In [91]:
#import necessary library.
import tensorflow as tf
import keras
from sklearn.model_selection import train_test_split
from sklearn.preprocessing import StandardScaler
import numpy as np

In [92]:
# Load the dataset.
fashion_mnist = keras.datasets.fashion_mnist
(x_train_full,y_train_full),(x_test,y_test) = fashion_mnist.load_data()
x_valid, x_train = x_train_full[:5000]/255.0, x_train_full[5000:]/255.0
y_valid, y_train = y_train_full[:5000], y_train_full[5000:]
classes_name = ['top','trouser','pullover','dress','coat','sandel','shirt','sneaker','bag','ankel_foot']

In [93]:
# model buliding
model = keras.models.Sequential()
model.add(keras.layers.Flatten(input_shape=[28,28]))
model.add(keras.layers.BatchNormalization())
model.add(keras.layers.Dense(300, kernel_initializer='he_normal'))
model.add(keras.layers.BatchNormalization())
model.add(keras.layers.Activation('elu'))
model.add(keras.layers.Dense(100, kernel_initializer='he_normal'))
model.add(keras.layers.Activation('elu'))
model.add(keras.layers.BatchNormalization())
model.add(keras.layers.Dense(10, activation="softmax"))
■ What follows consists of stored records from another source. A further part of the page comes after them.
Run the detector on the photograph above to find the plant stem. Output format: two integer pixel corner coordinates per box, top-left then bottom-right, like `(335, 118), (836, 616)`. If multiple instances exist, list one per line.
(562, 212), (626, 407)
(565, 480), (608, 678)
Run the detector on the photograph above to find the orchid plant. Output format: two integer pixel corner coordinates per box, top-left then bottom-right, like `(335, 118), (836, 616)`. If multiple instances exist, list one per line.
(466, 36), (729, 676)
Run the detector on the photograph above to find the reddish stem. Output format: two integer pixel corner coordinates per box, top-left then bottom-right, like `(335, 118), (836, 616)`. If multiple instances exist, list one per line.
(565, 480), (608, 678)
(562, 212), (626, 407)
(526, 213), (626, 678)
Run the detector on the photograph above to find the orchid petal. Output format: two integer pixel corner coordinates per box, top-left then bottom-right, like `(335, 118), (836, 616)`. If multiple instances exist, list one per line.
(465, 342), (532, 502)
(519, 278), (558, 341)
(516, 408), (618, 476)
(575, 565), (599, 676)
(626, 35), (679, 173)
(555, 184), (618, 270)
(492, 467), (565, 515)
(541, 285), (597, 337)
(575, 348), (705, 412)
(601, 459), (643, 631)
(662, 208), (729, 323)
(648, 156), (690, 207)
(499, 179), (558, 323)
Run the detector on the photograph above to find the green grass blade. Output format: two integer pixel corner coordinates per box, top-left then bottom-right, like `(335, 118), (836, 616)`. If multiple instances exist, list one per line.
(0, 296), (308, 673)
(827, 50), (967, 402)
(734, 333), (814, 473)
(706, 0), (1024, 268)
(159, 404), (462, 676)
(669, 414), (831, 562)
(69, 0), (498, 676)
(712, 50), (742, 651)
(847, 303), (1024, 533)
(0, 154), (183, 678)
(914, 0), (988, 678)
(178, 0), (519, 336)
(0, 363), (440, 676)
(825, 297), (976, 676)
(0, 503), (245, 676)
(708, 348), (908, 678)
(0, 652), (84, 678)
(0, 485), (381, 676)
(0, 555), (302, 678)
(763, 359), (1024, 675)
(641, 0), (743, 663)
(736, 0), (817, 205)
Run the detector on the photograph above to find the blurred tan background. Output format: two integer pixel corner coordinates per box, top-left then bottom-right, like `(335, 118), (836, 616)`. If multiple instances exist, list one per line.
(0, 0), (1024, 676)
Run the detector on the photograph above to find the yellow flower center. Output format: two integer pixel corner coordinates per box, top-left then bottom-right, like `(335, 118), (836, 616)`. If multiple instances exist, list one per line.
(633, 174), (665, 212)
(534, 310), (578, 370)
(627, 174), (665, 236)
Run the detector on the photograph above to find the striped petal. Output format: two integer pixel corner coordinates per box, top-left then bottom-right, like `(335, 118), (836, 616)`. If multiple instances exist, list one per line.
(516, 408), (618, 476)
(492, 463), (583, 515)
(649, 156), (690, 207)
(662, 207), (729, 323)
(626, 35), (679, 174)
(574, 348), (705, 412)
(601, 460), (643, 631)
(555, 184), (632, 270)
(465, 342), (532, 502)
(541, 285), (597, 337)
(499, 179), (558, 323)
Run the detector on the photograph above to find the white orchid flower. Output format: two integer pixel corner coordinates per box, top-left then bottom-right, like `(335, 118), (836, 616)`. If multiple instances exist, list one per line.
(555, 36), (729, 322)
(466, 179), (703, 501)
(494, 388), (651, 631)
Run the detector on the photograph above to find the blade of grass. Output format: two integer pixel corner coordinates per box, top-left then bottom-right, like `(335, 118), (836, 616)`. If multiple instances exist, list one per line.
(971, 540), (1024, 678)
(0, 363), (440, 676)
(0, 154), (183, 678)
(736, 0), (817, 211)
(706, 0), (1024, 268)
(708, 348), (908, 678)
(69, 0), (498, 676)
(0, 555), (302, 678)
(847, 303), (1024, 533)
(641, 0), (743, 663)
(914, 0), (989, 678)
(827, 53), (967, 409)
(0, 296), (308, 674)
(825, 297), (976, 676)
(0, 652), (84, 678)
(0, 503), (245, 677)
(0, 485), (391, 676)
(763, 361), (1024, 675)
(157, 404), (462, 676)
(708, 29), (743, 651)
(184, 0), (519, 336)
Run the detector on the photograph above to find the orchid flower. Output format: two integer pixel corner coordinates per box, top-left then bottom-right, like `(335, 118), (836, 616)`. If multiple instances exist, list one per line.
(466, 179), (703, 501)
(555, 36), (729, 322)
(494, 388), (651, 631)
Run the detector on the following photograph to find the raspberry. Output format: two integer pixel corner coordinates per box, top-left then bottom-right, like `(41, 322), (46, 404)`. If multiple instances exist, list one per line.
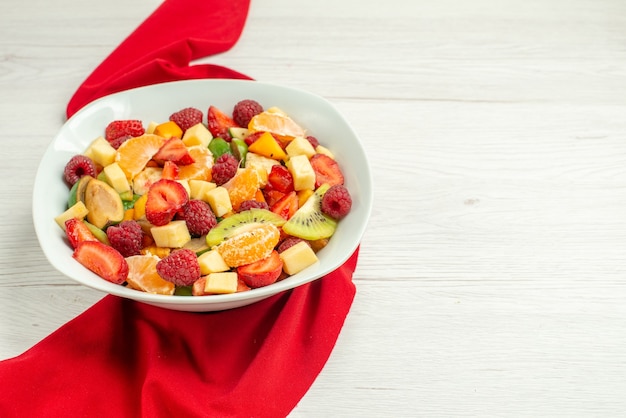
(157, 248), (200, 286)
(211, 153), (239, 186)
(104, 119), (146, 142)
(170, 107), (202, 132)
(239, 200), (270, 212)
(306, 135), (320, 148)
(176, 199), (217, 237)
(322, 184), (352, 219)
(233, 99), (263, 127)
(63, 154), (96, 186)
(107, 221), (143, 257)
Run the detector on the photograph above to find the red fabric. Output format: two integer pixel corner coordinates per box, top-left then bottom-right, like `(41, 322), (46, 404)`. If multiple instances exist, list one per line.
(0, 0), (358, 418)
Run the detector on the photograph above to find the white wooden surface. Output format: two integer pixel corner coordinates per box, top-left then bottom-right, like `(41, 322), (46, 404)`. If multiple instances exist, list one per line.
(0, 0), (626, 417)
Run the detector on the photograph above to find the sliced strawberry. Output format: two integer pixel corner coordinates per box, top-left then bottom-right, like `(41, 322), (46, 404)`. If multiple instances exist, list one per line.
(65, 218), (98, 248)
(237, 250), (283, 288)
(267, 164), (293, 193)
(146, 179), (189, 226)
(207, 106), (239, 137)
(161, 161), (180, 180)
(310, 154), (344, 188)
(270, 191), (299, 220)
(152, 137), (194, 165)
(104, 119), (146, 142)
(72, 241), (128, 284)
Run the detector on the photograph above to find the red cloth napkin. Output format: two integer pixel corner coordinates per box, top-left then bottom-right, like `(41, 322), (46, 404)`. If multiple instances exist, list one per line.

### Why batch normalization?
> prevent from Internal Covariate Shift

The key issue that batch normalisation tackles is internal covariate shift. Internal covariate shift occurs due to the very nature of neural networks. At every epoch of training, weights are updated and different data is being processed, which means that the inputs to a neuron is slightly different every time. As these changes get passed on to the next neuron, it creates a situation where the input distribution of every neuron is different at every epoch.

Normally, this is not a big deal, but in deep networks, these small changes in input distribution add up fast and amplify greatly deeper into the network. Ultimately, the input distribution received by the deepest neurons changes greatly between every epoch.

As a result, these neurons need to continuously adapt to the changing input distribution, meaning that their learning capabilities are severely bottlenecked. This constantly changing input distribution is called internal covariate shift.

> To avoid vanishing and exploding gradient problem



##### Gradient clipping
> Another popular technique ti lessen exploding gradient problem is to simple clip the gradient during backpropagation so that they never exceed some thresold this is called **gradient clipping**. This method impelemented as follow:  


In [110]:
optimizer = tf.keras.optimizers.SGD(clipvalue=1.0) 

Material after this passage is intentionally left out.